Et puis, le spectacle de l’héroïsme des combattants n’était-il pas un perpétuel encouragement, pour ceux qui avaient « l’honneur » de les conduire à la bataille ?

— Comment voulez-vous, disaient-ils, que nous nous laissions abattre quand nous voyons ce que souffrent les fantassins ?

«… Comment te dire ce que nous avons ressenti quand nous les avons vus arriver : deux cent cinquante hommes environ : tout ce qui restait d’un régiment ! Et dans quel état !… Dans mon camion monta le colonel, avec le drapeau et sept sapeurs : c’était si poignant de voir cet homme, qui représentait pour moi tant de souffrance, tant d’héroïsme et tant de gloire, s’installer avec ses hommes, ses camarades plutôt, ses amis, dans cette misérable voiture, que j’ai senti mes yeux se brouiller de larmes. J’ai couru à la recherche de mon lieutenant pour lui signaler le fait : il pouvait prendre le colonel avec lui dans sa voiture de tourisme. Je ne le trouvai pas, le temps pressait, il fallait vider la place… Enfin, il est arrivé, il a fait monter avec lui l’officier : je n’ai gardé que le drapeau et ses sept gardiens ; et nous sommes revenus ainsi vers la ville[1]. »

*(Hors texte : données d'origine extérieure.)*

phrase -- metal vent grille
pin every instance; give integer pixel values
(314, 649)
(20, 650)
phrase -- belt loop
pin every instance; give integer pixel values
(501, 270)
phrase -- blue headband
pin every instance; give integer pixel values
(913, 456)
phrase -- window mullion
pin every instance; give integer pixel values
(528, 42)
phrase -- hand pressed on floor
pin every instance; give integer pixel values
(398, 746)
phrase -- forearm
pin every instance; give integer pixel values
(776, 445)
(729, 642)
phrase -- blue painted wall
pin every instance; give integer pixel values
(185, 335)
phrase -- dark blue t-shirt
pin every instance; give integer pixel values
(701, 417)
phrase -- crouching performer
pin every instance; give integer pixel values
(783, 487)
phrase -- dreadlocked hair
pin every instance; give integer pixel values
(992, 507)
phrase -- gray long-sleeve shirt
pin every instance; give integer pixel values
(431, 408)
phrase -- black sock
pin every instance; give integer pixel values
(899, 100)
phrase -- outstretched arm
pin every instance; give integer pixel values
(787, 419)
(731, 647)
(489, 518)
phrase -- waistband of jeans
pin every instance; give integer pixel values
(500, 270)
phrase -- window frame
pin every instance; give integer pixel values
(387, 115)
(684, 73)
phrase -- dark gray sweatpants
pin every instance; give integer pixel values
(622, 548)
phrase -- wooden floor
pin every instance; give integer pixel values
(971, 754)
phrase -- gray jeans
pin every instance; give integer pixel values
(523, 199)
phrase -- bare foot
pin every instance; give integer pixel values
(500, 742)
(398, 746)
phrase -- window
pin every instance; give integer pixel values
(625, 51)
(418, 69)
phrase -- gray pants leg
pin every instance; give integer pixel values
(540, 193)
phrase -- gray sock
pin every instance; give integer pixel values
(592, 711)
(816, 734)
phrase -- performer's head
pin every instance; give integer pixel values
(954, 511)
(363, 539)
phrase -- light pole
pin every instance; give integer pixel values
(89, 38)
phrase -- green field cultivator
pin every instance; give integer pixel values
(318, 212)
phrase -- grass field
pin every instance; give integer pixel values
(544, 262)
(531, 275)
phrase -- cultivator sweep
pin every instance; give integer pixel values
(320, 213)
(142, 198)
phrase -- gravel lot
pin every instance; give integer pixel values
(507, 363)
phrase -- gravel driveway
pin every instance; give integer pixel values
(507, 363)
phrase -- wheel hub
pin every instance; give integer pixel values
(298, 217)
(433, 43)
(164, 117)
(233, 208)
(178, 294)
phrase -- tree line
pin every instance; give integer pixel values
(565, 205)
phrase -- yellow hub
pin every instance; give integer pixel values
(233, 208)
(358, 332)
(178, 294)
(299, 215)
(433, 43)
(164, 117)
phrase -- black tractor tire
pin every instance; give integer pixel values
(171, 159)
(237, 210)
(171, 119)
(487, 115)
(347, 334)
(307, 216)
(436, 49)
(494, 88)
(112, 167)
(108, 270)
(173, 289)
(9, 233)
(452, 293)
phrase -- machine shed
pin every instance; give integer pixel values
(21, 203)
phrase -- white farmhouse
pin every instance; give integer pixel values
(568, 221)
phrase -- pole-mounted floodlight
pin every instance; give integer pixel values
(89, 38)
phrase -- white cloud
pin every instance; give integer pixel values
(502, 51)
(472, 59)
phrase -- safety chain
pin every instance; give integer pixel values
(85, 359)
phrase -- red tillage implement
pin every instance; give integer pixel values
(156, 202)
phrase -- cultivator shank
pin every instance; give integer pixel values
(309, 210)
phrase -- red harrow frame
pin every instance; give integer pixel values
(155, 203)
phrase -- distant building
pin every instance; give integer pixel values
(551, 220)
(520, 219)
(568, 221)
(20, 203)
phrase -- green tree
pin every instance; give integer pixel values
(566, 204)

Quelles grandioses leçons, en effet, et comment tous n’auraient-ils pas senti qu’il se passait quelque chose de formidable et qu’il fallait y jouer son rôle, sans faiblir ?


Dans leur ensemble, toutes les unités automobiles de poids lourds étaient réparties en deux grandes formations : les services de la Régulatrice et ceux de l’Armée. Les premiers allaient des gares de chemin de fer aux dépôts, les autres des dépôts aux lignes de l’avant.

Or, le travail n’était pas le même pour tous. Alors que les camions des services de la Régulatrice voyageaient, sauf

  1. Lettre du conducteur A. Morin.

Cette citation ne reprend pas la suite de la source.